The UK report, and its subsequent recommendations, are in actuality engaging in a strategy of “anticipation” rather than “resiliency.” They are anticipating that catastrophic harm to the ICT industry will come about (rather than “may”) due to climate change. This despite the fact that we have been dealing with electromagnetic communication for one hundred years, and so far the only true threats to the continuation and expansion of this technology is physical infrastructure development (as in taller buildings that block line-of-site or cause signal attenuation) or solar activity in the form of solar flares.
A true adaption of a “resiliency” would take into account the fantastic evolutionary improvements in WiFi and other telecommunications over the last decade alone and even account for the high probability that WiFi as we know it will not be around by the time the worst-of-the-worst climate change repercussions hit. Same goes with traditional voice wireless telecommunications. Just check your local newspaper or tech blog for advertisements of 4G networks (3G networks are only 4-5 years old!). Before you know it, we will see improved iterations of today’s network emerge, this will be followed by revolutionary and possibly disruptive advances in communications in the next few decades. And by 2080? Chances are that we won’t even need cell towers; maybe not even fiber optics. (see Adam’s rundown on resiliency for more information)

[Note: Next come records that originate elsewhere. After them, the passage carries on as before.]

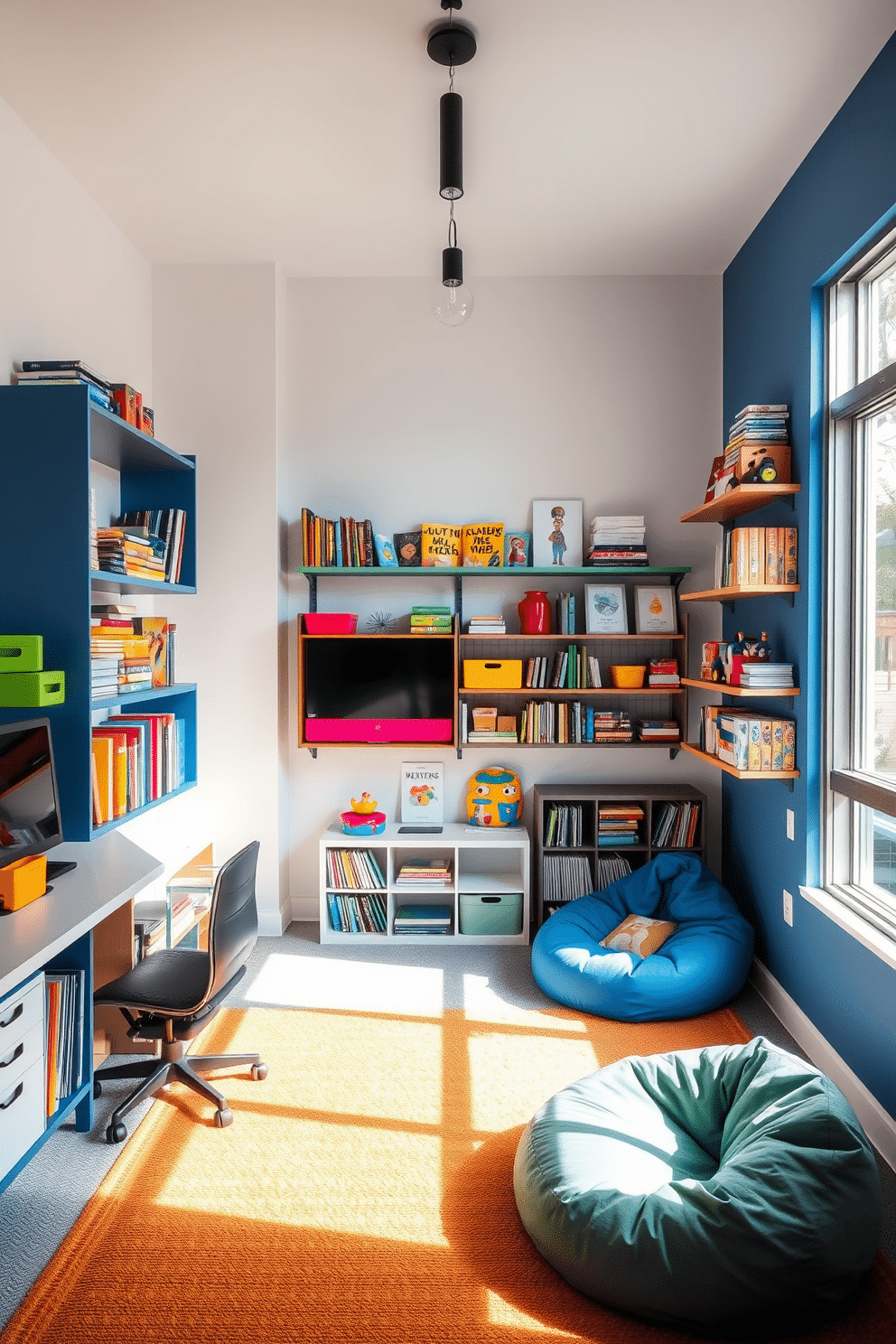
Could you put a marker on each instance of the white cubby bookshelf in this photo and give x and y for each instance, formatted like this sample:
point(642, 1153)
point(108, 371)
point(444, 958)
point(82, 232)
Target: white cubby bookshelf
point(485, 863)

Innovation moves rapidly, much more rapidly than government regulators. We need to take this into account when considering rulemaking and long-term climate change.

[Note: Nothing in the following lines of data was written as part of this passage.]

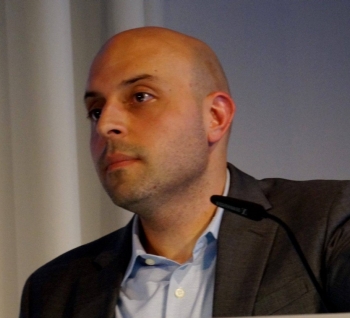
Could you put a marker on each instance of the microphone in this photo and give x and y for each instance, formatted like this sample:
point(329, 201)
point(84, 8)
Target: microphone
point(257, 212)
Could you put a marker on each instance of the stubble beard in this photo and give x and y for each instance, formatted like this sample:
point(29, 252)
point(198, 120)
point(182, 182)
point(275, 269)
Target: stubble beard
point(147, 187)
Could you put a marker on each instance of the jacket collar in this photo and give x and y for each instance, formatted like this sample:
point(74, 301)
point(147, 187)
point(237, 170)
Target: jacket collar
point(243, 249)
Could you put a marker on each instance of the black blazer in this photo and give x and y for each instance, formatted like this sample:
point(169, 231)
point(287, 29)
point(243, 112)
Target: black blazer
point(257, 270)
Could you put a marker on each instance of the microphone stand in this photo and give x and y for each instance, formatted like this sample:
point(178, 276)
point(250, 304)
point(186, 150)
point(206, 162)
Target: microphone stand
point(256, 212)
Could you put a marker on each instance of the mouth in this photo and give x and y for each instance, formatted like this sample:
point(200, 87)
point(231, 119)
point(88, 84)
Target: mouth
point(117, 161)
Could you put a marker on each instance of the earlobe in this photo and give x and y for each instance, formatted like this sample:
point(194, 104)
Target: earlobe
point(221, 113)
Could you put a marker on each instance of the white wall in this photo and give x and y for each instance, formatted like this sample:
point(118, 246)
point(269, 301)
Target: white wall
point(288, 63)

Wireless Fidelity (WiFi for short) has been around for awhile and in very different forms but most consumers are only familiar with a few systems since they came onto the consumer market in the early 2000s. This chart shows the evolution of consumer WiFi (though there are over a dozen other standards that most people don’t know about).

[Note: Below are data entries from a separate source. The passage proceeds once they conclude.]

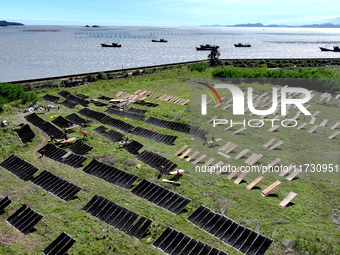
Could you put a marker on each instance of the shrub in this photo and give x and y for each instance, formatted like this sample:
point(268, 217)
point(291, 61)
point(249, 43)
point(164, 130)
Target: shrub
point(199, 67)
point(101, 76)
point(91, 78)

|802.11n||300-600 feet||600mb/s||Multiple I/O|
|WiMax||31 miles||40Mb/s – 1Gb/s||mobile voice/broadband|
The evolution of both wired and wireless technology continue unabated. And as the FCC moves toward opening up more wireless spectrum, companies and researchers will learn how to capitalize on these new airwaves, bringing more mobile broadband to citizens. If warmer temperatures or increased storms pose any threat to the global communications industry, you can bet that it won’t catch the governments and businesses, which have already poured billions of dollars into this investment, by surprise.
The report touches on other parts of the UK infrastructure that no doubt need to be addressed before 2080, such as roads, bridges, dams, airports, etc. This type of physical infrastructure may indeed be more susceptible to floods, hurricanes, tornadoes, etc. (again, assuming that a much worse climate period is heading our way and also that no maintenance or upgrading to this infrastructure is accounted for, again, not very realistic).
But policymakers still need to take into account the probability of massive floods and temperature increases with the cost of regulating against these risks. It’s tempting for government regulators to come to the rescue via economic regulation, but the cost and unintended consequences may very well outweigh any potential benefits. No one can see with crystal clarity just where human technological advancement will take us in the next seven decades, but acknowledging the fact that it exists would be a good start.